But none of those trials could even be considered hell compared to this.
They’d had a few blissful days together, where Penelope got to enjoy the life she’d always dreamed of, but never believed she could have, before the anvil that was Lady Whistledown came crashing down. At first, Colin had responded with pure disbelief, which gave her enough time to move them to the more private space of his bedroom before the gravity of the truth fully set in for him.
There’d been lots of yelling, and tears, but Penelope chose to weather it with few words to justify her actions, which only served to aggravate Colin further. He’d taken to pacing his room, pulling at his hair as he questioned her, and growing more and more irate at her brief apologies. But how could she defend herself, when she was seeing firsthand how much her actions had hurt the person she cared about most in the world?
“I feel like I don’t know who you are anymore, Pen,” Colin was saying. “I’ve made a fool of myself these past few weeks over a woman I don’t even know! Was any of it real to you, or was it all just a ploy to get a little extra gossip to write about?”
And Penelope couldn’t help it, she laughed. It was a weak, sad little thing — one that could almost be mistaken for a sob if you weren’t paying attention. But Colin was paying attention.

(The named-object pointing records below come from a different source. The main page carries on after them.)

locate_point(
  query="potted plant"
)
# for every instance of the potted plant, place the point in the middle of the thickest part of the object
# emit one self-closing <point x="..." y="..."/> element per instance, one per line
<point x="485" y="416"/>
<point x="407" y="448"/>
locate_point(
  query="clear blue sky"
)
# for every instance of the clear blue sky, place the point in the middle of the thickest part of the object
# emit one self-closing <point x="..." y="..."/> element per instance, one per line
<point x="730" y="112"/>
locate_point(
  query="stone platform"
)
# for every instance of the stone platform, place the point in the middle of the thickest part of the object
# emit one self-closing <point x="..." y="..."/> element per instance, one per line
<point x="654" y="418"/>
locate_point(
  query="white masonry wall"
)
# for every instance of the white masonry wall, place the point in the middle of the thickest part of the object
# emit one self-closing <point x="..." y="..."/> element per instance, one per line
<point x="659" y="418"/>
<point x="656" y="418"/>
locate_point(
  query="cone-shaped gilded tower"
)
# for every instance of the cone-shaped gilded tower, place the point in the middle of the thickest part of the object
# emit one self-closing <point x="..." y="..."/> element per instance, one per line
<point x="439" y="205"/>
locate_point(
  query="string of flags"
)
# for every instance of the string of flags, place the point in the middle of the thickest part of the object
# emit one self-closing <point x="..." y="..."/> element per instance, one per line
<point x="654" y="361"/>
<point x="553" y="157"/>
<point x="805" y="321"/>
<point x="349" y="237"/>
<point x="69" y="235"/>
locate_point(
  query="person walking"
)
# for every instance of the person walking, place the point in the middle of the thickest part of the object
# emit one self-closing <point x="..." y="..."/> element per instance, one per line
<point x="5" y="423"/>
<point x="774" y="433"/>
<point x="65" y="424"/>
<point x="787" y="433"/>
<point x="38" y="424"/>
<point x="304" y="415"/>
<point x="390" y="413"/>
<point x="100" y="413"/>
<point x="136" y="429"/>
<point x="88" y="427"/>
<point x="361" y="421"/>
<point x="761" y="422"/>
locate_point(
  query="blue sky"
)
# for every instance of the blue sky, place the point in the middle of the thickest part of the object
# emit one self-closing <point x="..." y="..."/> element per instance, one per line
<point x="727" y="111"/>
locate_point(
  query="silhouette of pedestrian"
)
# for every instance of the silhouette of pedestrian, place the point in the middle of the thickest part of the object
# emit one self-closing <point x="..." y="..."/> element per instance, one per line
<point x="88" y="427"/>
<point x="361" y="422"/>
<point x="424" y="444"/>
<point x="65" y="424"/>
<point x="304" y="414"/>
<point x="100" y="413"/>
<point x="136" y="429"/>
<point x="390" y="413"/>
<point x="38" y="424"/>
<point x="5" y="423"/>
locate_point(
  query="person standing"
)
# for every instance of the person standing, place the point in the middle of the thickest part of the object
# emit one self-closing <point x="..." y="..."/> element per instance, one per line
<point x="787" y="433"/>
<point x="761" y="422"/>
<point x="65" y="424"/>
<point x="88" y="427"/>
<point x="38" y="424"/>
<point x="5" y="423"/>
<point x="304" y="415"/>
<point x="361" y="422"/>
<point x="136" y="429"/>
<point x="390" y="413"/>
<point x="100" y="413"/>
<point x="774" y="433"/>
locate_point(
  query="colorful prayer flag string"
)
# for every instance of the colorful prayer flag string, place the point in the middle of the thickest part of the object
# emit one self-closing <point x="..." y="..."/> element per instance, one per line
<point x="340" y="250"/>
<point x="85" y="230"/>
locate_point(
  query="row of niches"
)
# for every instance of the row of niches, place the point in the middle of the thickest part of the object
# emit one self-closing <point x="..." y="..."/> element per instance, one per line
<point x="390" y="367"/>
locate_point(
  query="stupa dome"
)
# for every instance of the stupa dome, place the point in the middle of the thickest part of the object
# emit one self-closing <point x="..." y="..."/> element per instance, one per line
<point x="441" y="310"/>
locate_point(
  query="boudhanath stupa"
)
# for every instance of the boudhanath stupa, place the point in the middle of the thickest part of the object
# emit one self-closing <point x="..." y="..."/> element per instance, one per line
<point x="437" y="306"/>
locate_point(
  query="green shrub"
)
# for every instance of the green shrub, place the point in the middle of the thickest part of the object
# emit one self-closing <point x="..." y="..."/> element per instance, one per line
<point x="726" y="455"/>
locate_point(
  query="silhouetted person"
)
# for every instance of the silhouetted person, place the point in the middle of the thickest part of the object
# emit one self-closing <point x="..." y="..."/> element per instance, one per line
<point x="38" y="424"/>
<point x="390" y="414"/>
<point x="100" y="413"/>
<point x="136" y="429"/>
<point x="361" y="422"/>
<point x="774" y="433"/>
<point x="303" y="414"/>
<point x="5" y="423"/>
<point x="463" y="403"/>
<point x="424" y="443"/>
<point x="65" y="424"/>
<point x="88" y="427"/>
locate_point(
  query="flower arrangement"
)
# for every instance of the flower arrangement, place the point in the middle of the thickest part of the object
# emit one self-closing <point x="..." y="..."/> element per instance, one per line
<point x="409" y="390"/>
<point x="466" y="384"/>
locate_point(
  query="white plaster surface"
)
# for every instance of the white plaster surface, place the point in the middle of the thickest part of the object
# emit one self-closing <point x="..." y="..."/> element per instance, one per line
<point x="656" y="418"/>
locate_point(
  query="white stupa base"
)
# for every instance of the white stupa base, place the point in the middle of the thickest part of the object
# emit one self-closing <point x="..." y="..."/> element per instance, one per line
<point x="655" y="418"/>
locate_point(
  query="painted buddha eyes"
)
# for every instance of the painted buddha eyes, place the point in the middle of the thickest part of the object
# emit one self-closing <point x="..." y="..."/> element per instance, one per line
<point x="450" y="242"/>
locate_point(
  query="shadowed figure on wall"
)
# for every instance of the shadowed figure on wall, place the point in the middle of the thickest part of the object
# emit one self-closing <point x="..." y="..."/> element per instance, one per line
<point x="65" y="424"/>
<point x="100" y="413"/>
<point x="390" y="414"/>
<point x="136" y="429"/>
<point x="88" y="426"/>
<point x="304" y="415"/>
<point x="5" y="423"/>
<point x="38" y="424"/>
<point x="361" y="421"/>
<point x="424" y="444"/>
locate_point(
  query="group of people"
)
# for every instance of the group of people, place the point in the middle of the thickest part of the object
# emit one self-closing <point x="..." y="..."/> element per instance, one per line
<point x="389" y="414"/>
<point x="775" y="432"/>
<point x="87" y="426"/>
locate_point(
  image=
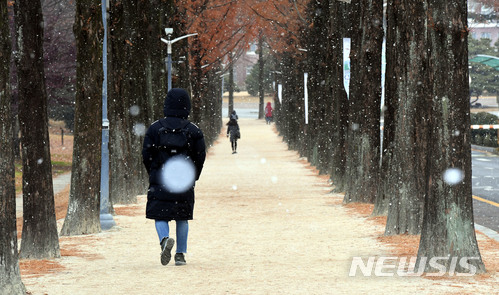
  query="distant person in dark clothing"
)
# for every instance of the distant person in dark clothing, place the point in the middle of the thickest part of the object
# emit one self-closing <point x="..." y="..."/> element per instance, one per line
<point x="168" y="201"/>
<point x="233" y="133"/>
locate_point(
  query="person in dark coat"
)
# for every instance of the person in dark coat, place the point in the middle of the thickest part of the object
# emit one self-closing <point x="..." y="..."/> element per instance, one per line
<point x="165" y="204"/>
<point x="234" y="133"/>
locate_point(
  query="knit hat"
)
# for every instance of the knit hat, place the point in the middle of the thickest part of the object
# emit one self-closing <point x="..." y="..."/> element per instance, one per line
<point x="177" y="103"/>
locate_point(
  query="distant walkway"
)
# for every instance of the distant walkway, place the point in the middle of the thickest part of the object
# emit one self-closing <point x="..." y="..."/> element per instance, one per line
<point x="265" y="223"/>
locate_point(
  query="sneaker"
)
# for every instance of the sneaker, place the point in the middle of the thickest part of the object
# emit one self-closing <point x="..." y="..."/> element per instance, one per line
<point x="179" y="259"/>
<point x="166" y="249"/>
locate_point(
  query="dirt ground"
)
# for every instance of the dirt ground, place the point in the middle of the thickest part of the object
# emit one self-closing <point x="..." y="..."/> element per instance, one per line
<point x="265" y="223"/>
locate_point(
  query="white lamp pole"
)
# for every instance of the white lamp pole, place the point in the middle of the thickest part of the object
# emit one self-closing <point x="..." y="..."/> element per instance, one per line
<point x="106" y="219"/>
<point x="169" y="32"/>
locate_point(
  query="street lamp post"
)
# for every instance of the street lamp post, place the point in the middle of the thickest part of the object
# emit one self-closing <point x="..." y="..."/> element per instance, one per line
<point x="106" y="219"/>
<point x="169" y="32"/>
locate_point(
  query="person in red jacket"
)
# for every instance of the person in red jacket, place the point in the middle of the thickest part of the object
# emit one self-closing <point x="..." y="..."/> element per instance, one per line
<point x="268" y="113"/>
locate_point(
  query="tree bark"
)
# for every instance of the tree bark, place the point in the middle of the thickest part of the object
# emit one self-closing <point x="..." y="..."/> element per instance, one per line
<point x="363" y="141"/>
<point x="448" y="228"/>
<point x="406" y="135"/>
<point x="10" y="277"/>
<point x="83" y="215"/>
<point x="339" y="124"/>
<point x="39" y="237"/>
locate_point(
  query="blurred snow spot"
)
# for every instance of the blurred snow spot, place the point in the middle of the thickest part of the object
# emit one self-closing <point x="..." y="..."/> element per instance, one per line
<point x="453" y="176"/>
<point x="139" y="129"/>
<point x="134" y="110"/>
<point x="178" y="174"/>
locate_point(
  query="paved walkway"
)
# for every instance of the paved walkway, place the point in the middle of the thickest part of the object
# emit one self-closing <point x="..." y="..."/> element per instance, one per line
<point x="265" y="223"/>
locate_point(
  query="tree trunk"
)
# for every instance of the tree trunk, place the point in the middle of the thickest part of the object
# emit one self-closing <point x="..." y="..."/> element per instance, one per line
<point x="406" y="135"/>
<point x="337" y="11"/>
<point x="83" y="215"/>
<point x="10" y="277"/>
<point x="230" y="87"/>
<point x="363" y="144"/>
<point x="39" y="237"/>
<point x="448" y="228"/>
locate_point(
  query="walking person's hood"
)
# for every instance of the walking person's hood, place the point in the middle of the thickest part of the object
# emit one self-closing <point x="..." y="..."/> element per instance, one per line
<point x="177" y="103"/>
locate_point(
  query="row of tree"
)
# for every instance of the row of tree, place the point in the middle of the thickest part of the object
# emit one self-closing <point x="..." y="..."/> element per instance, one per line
<point x="426" y="122"/>
<point x="426" y="132"/>
<point x="136" y="90"/>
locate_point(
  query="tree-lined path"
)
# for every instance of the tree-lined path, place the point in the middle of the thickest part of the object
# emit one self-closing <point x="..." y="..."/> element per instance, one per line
<point x="265" y="223"/>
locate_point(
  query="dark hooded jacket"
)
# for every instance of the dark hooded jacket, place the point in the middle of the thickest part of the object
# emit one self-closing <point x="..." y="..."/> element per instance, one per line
<point x="162" y="204"/>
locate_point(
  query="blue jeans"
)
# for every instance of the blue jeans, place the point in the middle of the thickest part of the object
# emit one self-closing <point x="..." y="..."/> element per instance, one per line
<point x="163" y="230"/>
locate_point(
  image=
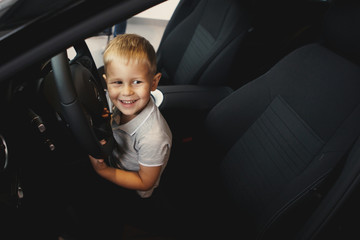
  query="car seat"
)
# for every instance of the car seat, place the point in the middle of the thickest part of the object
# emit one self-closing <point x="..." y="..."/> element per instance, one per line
<point x="275" y="146"/>
<point x="200" y="41"/>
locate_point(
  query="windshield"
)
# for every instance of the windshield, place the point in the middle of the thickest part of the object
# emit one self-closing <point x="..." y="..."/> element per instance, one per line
<point x="15" y="13"/>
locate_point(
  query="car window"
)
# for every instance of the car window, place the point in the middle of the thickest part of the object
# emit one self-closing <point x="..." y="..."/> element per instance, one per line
<point x="150" y="23"/>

“What about this could possibly be funny to you?”
Penelope looked up from the floor, meeting the affronted gaze of her fiancé head on. Colin’s eyes held a fiery anger that she had rarely seen from him before, and never once had it been directed at her. It was an unpleasant aid in this moment, as it helped keep her from getting lost in him as she so often did.

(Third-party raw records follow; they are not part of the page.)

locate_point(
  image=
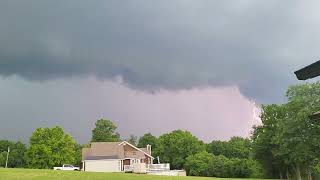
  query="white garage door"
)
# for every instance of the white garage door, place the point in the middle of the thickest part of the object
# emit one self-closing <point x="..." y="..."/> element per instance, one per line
<point x="103" y="166"/>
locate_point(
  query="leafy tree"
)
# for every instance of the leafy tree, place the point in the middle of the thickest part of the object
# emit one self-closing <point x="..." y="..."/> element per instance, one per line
<point x="199" y="164"/>
<point x="176" y="146"/>
<point x="265" y="142"/>
<point x="50" y="147"/>
<point x="78" y="153"/>
<point x="105" y="132"/>
<point x="16" y="156"/>
<point x="218" y="147"/>
<point x="289" y="139"/>
<point x="219" y="167"/>
<point x="236" y="147"/>
<point x="146" y="139"/>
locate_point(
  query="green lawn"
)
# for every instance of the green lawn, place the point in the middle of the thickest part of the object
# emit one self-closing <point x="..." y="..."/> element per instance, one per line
<point x="26" y="174"/>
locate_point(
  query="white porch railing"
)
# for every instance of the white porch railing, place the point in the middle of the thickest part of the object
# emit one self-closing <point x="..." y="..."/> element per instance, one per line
<point x="158" y="167"/>
<point x="128" y="168"/>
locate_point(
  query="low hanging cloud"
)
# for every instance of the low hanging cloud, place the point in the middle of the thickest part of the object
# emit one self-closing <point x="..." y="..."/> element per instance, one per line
<point x="174" y="45"/>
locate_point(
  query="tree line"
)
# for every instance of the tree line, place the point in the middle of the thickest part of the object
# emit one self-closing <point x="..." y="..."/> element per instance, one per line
<point x="49" y="147"/>
<point x="285" y="146"/>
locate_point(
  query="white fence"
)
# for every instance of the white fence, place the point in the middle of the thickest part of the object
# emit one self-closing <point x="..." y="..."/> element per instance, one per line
<point x="158" y="167"/>
<point x="128" y="168"/>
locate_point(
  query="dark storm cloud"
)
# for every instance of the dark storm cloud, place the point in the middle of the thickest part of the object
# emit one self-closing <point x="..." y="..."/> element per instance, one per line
<point x="255" y="45"/>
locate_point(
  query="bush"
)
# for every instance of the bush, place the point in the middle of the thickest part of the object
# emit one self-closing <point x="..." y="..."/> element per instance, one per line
<point x="198" y="164"/>
<point x="207" y="164"/>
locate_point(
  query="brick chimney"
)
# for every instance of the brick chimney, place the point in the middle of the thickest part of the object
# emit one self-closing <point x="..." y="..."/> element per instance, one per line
<point x="149" y="149"/>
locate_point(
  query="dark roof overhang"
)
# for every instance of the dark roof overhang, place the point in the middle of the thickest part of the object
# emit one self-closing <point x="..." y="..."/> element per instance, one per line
<point x="308" y="72"/>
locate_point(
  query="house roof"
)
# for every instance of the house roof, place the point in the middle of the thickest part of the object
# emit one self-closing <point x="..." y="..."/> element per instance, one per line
<point x="108" y="150"/>
<point x="101" y="157"/>
<point x="139" y="149"/>
<point x="308" y="72"/>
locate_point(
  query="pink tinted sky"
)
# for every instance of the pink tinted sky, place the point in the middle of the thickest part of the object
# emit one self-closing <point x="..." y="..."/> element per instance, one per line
<point x="76" y="103"/>
<point x="209" y="113"/>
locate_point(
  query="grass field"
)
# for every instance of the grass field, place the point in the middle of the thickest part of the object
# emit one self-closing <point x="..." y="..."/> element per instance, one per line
<point x="27" y="174"/>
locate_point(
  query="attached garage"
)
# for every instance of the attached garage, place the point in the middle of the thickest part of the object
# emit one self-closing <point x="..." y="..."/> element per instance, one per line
<point x="108" y="165"/>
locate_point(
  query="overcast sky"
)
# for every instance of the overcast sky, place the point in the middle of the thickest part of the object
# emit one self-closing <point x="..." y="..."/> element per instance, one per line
<point x="150" y="66"/>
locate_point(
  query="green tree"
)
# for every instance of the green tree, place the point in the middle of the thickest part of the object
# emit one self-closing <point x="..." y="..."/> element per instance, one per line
<point x="289" y="138"/>
<point x="105" y="132"/>
<point x="236" y="147"/>
<point x="16" y="157"/>
<point x="50" y="147"/>
<point x="176" y="146"/>
<point x="199" y="164"/>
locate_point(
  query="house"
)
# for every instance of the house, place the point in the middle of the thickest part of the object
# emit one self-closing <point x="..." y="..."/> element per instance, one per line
<point x="114" y="157"/>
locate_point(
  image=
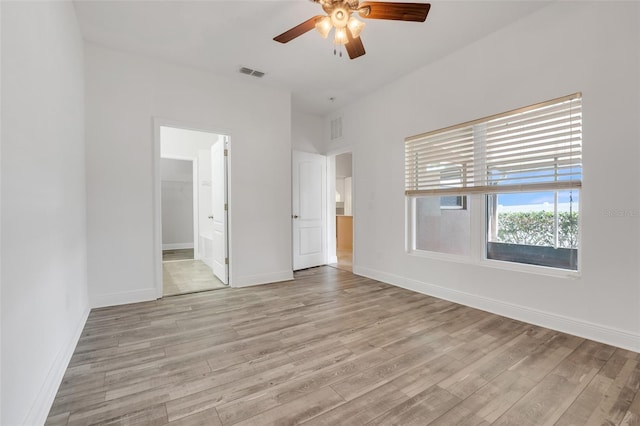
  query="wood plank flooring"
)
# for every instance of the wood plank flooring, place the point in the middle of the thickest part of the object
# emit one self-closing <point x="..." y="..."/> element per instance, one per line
<point x="333" y="348"/>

“I am only laughing at your audacity,” she said, continuing on even as Colin reeled back with offense at her accusation. “To question my feelings for you is laughable, indeed. Especially when I cannot remember a time in my life when I wasn’t in love with you.”
She allowed the oppressive silence her statement caused to sit for a moment. There was a pang of regret in her chest that this was the way she was revealing her true, deepest secret to him. In the days following Colin’s proposal, love had been noticeably absent in their many conversations regarding the depth of their relationship. Penelope understood. She knew that Colin had only just come to terms with his feelings for her. He’d been a picture-perfect suitor in that time, and she had no doubts his romantic intentions were genuine, but she didn’t expect him to love her yet.
In some rare moments of peace, when she wasn’t busy with wedding preparations and worrying about the Lady Whistledown business, Penelope dreamt that his affections may someday grow into love. It could take weeks, or months — it didn’t much matter to her. Only when he was comfortable would she share that part of her heart with him. She never wanted him to feel pressured to reciprocate feelings that weren’t there.
But this? This was officially too much. Never in her wildest musings did she ever imagine Colin would doubt her love for him. In fact, there had been plenty of times over their friendship when she suspected he’d seen through her pretense and recognized her innermost desire to be with him. She believed he was just doing the polite thing, the merciful thing, to not mention it aloud.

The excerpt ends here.